In October, Papadopoulos became the first person to plead guilty in Special Counsel Robert Mueller’s probe into possible collusion between the Trump campaign and Russia. He’s the second defendant to be sentenced, after lawyer Alex van der Zwaan got 30 days behind bars.
In Friday’s sentencing, Papadopoulos was also handed 12 months of supervised release, 200 hours of community service, and a fine of $9,500 (£7,350).
Prosecutors said Papadopoulos used his contacts with the professor, identified in court papers as Joseph Mifsud, to elevate his status within the campaign and lobby for a meeting between Trump and Russian officials, including president Vladimir Putin.
The ex-Trump adviser admitted that nearly two months before news broke that leading Democrats’ emails had been hacked, he was tipped off that the Russians had “dirt” on Clinton in the form of “thousands of emails.” After that, he talked extensively to three foreign contacts (two of whom were Russian) to try and set up a meeting between Trump and Vladimir Putin, and kept several top Trump campaign aides in the loop on his efforts.
US President Donald Trump reacted on Twitter at the cost of the investigation into the former aide.
14 days for $28 MILLION – $2 MILLION a day, No Collusion. A great day for America!
— Donald J. Trump (@realDonaldTrump) September 7, 2018
Papadopoulos told CNN in an interview aired on Friday that Mr Trump “gave me a sort of a nod” and “wasn’t committed either way” about the idea of a meeting with the Russian leader.

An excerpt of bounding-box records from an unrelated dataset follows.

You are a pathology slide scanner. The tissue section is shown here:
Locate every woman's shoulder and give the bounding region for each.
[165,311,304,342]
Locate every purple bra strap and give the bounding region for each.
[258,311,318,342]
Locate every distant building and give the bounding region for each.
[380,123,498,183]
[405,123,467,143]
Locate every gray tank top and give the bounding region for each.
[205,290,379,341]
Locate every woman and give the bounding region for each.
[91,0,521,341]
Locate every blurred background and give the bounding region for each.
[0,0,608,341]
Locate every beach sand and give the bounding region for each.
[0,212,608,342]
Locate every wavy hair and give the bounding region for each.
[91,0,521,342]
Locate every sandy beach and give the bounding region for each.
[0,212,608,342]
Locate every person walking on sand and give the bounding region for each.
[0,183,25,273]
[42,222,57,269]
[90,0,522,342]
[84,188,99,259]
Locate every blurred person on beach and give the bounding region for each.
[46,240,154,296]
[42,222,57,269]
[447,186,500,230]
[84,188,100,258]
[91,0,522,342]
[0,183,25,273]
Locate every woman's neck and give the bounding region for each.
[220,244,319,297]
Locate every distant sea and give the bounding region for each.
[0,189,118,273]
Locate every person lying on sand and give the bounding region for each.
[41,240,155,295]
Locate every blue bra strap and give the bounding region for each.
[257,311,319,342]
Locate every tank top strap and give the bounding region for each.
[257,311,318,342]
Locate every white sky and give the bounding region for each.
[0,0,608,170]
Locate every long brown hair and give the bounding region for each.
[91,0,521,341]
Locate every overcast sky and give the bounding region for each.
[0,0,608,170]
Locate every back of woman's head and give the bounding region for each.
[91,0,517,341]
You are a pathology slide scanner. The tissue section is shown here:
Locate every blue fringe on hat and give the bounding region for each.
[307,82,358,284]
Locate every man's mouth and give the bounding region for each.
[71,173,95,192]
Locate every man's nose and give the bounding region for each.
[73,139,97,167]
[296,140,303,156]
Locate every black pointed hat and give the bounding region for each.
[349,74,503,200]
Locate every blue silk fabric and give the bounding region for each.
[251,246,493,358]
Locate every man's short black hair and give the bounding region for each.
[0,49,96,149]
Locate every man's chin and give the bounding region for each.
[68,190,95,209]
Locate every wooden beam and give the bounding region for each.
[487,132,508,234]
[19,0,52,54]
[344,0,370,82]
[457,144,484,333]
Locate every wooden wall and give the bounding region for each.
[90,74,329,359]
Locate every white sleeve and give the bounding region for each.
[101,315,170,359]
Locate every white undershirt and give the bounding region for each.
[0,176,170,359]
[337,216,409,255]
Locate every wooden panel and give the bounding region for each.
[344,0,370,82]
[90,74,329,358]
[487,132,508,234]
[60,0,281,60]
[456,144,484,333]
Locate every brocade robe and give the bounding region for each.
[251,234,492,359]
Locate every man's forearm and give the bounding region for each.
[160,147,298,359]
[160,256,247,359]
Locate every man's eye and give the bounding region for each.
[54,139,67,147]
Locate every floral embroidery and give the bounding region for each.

But he said then-senator and now-Attorney General Jeff Sessions “was actually enthusiastic”. Last November, Mr Sessions testified to Congress that he had “pushed back” against Papadopoulos’ offer.
When the FBI interviewed him in January 2017, Papadopoulos falsely claimed he had met two individuals with Russian ties before he joined the president’s team in March 2016. He had actually met them after joining Mr Trump’s campaign.
One individual was a Russian woman who Papadopoulos believed had connections to the Russian government.